In this months Nature Communications Journal, Agnieszka Witkiewicz et al., published the first whole-exome sequencing of pancreatic cancer. This was a true tour-de-force for pancreatic ductal adenocarcinoma (PDA). Normally, PDA can be difficult to dissect cleanly, i.e., biopsies from which DNA will be obtained will have many different cell types beyond tumor cells, e.g., inflammatory or stromal cells. In this paper, the authors used 109 micro-dissected tissues resulting in much cleaner samples from which to do exome-sequencing. While there appears to be histological evidence of a cleaner sample, the authors state they believe it is a cleaner sample because they detected more mutations than previous PDA studies. They also detect similar numbers of mutations in comparison to other solid tumors. I’m not sure I buy this argument because it implies, if you do not detect more mutations, the study or sample is not valid. I think this logic sets a stage for dishonesty.

But, alas, the additional mutations beyond previous studies detected do indeed make biological sense. The primary samples were sequenced to a depth of 50x, and then a smaller subset was sequenced to a depth of 120x in an effort to sequence even more mutations. While the extra depth in sequencing did detect additional mutations, those mutations were found to have low allelic frequency.

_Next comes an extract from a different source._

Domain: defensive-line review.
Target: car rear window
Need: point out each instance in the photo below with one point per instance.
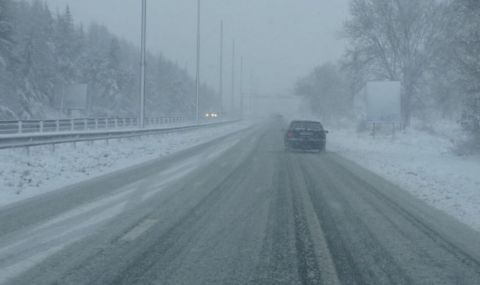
(306, 125)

Organizing the data to determine the overall mutational landscape of these samples yielded the following conclusions;

Consistent with other solid tumors, mismatch repair genes had the highest relative mutational burden with a T > C transition at CTG tri-nucleotides.
C > T mutations are associated with age,
C > A transversions were associated with a mutational ‘smoking signature’ and in common with other cancers where smoking is a significant risk factor.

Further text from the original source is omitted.